Make full use of your compiler
The first and most obvious path to improving performance is to use the full set of functionality provided by your compiler. Compilers today are immensely advanced and many of them offer optimizations that previously only could be achieved by writing smart code. With the functionality provided by the smart compiler you can focus on writing understandable, readable and maintainable code.
All decent compilers today offer function inlining, unroll loops when applicable, eliminate common subexpressions and perform hoisting. Depending on the application and the available memory, compilers can optimize on speed at the expense of code size and vice versa. Make sure that you know your device and use the compiler accordingly.
However advanced your compiler is, there are optimizations that it just cannot do for you. This is where you as a programmer need to carefully consider how you write your code. I will list some important considerations and pitfalls, assuming that you are running on an 8-bit device.
Structuring the code
It is important that you structure your program so that you can optimize different parts of the code in different ways.

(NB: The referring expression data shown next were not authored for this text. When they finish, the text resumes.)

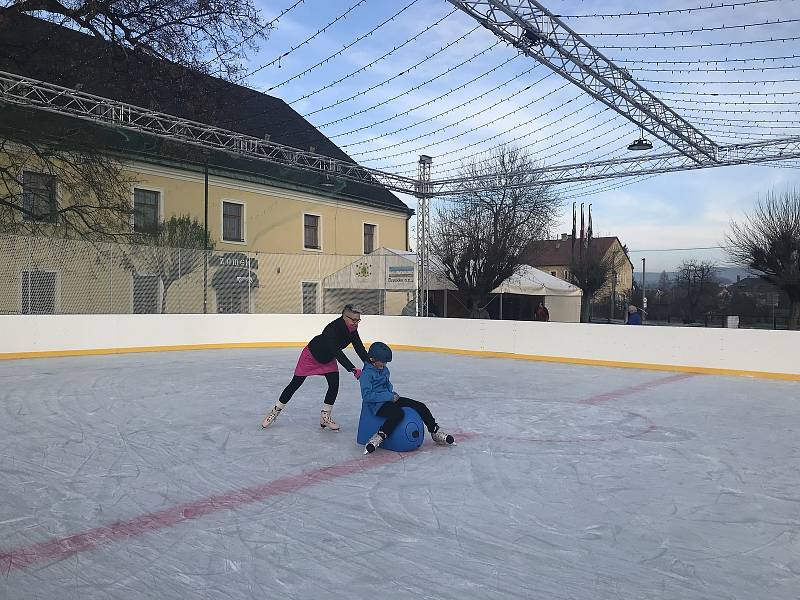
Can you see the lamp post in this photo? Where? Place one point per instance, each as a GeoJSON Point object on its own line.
{"type": "Point", "coordinates": [205, 233]}
{"type": "Point", "coordinates": [613, 294]}
{"type": "Point", "coordinates": [644, 292]}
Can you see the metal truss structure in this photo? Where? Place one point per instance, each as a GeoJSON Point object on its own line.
{"type": "Point", "coordinates": [30, 93]}
{"type": "Point", "coordinates": [536, 32]}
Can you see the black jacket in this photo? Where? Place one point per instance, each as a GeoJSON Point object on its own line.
{"type": "Point", "coordinates": [333, 339]}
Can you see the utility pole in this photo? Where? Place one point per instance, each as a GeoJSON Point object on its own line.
{"type": "Point", "coordinates": [644, 292]}
{"type": "Point", "coordinates": [423, 225]}
{"type": "Point", "coordinates": [613, 294]}
{"type": "Point", "coordinates": [205, 234]}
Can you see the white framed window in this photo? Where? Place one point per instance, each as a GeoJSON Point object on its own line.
{"type": "Point", "coordinates": [233, 222]}
{"type": "Point", "coordinates": [39, 292]}
{"type": "Point", "coordinates": [147, 209]}
{"type": "Point", "coordinates": [146, 292]}
{"type": "Point", "coordinates": [370, 237]}
{"type": "Point", "coordinates": [309, 297]}
{"type": "Point", "coordinates": [39, 197]}
{"type": "Point", "coordinates": [312, 231]}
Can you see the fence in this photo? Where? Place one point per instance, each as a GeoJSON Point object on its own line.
{"type": "Point", "coordinates": [40, 275]}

At this stage, knowledge of the final application and how it will be used is crucial. Consider for example a program where one specific part of the code is used frequently and which is very time critical, for instance, a wireless communication stack of an Internet of Things application. To avoid unnecessary lag in the communication channel, it is imperative that this section of the code is fast.
You must thus structure the code and separate the communication stack part of the code from the rest so that it can be optimized based on speed, while the rest of the code is optimized on other parameters such as code size. Any seasoned developer also knows the positive side effects of structuring the code: added maintainability and portability.
Use the most efficient data type
Different architectures have different natural data sizes. 32-bit operations are for instance more resource consuming for an 8-bit device than for a 32-bit device. On the other hand, 8-bit operations are less efficient on a 32-bit architecture. As can be seen in the following example, the simple addition of two chars requires 2 cycles on a 32-bit machine, whereas the same operation only requires 1 cycle on an 8-bit machine. If the same operation is performed on two ints, the 32-bit machine can make it in 1 cycle and the 8-bit machine requires 2 cycles.
Data size is also important in memory-mapped I/O and communication protocols. The recommendation is therefore to use typedefs to define fixed size, as shown below.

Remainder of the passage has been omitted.